Cuentan que la beata Teresa de Calcuta en una ocasión limpiaba y curaba las llagas podridas de un leproso que causaba repulsión por su aspecto y su mal olor, ante los ojos atónitos de un reportero que le hacía una entrevista: “Yo eso no lo haría ni por un millón de dólares”, dijo el periodista con admiración. “Yo tampoco”, respondió sencillamente la monja.
Lo hacía por amor a Cristo, a quien veía en aquel pobre leproso. Esa es la clave para vivir como Cristo nos enseñó.
Nuestro Dios no es un Dios muerto. Cristo vive y camina con nosotros en espera de que lo amemos y lo escuchemos, porque Él sigue, incansablemente, predicando el Evangelio y enseñándonos a vivir la vida verdadera. Cristo es el Papa, los obispos, el sacerdote de tu Parroquia. Cristo es cada uno de tus padres, tu esposo, tu esposa.

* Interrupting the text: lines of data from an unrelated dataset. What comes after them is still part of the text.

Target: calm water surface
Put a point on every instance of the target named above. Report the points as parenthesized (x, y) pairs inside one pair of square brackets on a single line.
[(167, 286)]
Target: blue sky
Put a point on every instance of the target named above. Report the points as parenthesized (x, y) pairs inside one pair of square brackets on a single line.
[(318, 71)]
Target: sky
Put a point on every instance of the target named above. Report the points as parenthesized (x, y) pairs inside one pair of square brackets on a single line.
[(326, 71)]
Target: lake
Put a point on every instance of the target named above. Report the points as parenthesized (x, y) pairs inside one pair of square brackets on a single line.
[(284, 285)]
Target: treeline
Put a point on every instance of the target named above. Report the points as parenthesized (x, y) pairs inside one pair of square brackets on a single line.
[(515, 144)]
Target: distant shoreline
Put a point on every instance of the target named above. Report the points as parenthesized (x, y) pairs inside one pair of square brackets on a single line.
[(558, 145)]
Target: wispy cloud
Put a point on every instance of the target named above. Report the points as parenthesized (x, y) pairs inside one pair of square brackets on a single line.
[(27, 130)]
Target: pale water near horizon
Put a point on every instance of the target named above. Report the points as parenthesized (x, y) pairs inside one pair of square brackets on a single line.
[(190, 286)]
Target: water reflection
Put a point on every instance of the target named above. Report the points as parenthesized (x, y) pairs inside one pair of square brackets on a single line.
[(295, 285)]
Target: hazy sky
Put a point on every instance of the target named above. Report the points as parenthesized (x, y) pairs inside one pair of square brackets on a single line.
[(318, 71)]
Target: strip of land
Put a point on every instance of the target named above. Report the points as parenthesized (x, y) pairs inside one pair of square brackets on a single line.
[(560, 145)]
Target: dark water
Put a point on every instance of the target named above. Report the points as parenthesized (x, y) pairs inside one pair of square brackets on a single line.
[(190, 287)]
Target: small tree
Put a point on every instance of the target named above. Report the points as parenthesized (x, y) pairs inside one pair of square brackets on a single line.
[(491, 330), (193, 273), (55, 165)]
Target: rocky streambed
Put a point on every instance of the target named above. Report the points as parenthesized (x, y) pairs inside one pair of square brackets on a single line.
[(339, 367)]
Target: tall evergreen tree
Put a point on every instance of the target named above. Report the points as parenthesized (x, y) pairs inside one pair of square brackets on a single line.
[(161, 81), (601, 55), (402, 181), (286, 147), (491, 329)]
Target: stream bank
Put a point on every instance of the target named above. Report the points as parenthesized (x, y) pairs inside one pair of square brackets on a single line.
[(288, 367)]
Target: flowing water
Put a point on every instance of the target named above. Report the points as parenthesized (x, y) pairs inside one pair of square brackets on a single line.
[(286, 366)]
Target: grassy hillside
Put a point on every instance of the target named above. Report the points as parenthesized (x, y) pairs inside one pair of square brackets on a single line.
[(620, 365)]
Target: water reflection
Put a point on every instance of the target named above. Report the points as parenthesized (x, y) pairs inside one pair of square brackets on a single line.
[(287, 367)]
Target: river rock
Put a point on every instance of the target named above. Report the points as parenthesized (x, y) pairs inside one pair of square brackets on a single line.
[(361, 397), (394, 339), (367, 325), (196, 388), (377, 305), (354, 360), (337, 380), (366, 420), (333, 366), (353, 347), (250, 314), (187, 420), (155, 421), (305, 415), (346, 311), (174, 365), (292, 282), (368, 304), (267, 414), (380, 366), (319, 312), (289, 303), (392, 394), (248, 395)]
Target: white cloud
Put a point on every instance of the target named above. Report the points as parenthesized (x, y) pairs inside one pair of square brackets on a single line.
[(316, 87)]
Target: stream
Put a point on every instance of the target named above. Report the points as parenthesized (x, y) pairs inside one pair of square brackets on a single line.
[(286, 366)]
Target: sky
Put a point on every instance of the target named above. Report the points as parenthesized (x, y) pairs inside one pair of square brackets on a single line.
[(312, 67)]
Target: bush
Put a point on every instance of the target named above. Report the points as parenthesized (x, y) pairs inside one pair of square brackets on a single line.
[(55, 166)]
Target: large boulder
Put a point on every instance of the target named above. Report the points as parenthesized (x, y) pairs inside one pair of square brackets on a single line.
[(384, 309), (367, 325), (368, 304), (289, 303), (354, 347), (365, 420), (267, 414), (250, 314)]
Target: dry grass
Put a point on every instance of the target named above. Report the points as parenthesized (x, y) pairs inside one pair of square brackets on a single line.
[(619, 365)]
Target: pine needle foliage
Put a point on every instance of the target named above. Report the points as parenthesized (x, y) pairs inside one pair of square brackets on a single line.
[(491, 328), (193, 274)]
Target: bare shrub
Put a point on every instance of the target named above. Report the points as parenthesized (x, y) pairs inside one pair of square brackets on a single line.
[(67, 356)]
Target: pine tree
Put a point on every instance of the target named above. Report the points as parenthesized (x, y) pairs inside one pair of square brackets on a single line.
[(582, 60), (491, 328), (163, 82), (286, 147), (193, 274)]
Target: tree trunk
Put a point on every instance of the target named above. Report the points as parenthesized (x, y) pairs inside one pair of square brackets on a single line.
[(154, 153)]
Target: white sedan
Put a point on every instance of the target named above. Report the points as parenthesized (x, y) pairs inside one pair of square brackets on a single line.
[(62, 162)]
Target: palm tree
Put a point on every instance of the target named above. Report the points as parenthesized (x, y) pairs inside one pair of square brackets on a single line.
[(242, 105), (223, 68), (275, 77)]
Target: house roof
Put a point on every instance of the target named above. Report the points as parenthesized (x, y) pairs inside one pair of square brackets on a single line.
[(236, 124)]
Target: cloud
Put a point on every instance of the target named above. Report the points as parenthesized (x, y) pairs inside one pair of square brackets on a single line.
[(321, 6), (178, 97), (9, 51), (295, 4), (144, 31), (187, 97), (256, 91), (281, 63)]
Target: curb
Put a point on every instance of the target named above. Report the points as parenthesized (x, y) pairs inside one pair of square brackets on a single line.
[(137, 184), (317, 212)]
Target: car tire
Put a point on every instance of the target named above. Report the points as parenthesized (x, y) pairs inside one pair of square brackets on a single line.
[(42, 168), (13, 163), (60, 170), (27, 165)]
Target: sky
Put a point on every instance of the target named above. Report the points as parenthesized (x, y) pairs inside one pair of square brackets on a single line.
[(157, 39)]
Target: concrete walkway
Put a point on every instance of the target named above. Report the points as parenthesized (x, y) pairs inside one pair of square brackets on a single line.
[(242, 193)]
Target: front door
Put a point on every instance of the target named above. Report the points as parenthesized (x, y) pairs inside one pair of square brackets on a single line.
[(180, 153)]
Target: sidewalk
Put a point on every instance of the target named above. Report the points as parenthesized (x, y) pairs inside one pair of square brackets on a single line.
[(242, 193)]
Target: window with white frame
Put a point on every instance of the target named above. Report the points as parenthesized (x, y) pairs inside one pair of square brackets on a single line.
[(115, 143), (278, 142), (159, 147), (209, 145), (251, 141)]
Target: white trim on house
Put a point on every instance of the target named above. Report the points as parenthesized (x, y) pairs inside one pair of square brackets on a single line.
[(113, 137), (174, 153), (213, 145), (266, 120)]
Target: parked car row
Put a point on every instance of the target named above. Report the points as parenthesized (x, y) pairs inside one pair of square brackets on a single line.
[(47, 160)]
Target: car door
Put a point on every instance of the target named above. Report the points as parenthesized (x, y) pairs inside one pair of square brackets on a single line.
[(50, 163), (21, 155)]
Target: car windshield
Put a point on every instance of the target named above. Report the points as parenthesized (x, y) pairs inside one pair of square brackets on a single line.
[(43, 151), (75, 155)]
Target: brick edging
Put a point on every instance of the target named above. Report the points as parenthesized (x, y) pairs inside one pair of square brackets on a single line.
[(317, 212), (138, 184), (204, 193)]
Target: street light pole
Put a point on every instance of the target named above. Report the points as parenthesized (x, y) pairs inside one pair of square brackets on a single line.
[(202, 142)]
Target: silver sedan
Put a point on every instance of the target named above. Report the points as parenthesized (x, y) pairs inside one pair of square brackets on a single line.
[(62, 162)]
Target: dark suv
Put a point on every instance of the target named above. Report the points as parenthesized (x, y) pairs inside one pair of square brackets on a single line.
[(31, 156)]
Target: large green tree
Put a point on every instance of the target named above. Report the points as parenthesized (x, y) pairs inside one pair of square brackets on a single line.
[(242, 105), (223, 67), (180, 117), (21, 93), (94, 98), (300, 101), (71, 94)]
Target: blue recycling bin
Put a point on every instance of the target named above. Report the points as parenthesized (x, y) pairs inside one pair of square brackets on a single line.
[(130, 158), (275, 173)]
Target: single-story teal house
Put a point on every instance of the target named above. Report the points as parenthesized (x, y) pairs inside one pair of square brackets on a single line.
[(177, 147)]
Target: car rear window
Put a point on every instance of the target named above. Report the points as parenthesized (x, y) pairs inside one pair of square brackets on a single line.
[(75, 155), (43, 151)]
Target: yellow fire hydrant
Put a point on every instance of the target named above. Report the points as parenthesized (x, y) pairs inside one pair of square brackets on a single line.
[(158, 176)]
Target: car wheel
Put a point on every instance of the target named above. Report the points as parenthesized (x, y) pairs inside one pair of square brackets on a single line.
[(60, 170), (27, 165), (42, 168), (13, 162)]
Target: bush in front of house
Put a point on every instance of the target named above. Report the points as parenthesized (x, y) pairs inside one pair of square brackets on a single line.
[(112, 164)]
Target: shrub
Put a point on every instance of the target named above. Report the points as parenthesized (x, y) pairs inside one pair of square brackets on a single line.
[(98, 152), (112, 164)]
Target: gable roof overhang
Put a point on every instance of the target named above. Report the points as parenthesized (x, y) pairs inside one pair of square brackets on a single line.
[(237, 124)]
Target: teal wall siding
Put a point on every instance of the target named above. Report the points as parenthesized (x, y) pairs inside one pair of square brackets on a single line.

Ellos te hablan en el nombre de Cristo y quieren tu bien.
Pero tú también eres Cristo cuando hablas y cuando actúas haciéndolo presente, sanando espíritus enfermos de falta de amor, liberando cautivos, dando la mano al que te tiende la suya, mendigando, más que una moneda, un ser tomado en cuenta como persona.
La esperanza es la virtud del día de la Ascensión y ella consuela nuestra añoranza de Jesús.
*El padre Sergio Román, un prolífico colaborador de Desde la fe, falleció el 9 de septiembre de 2021. Este es un artículo de archivo.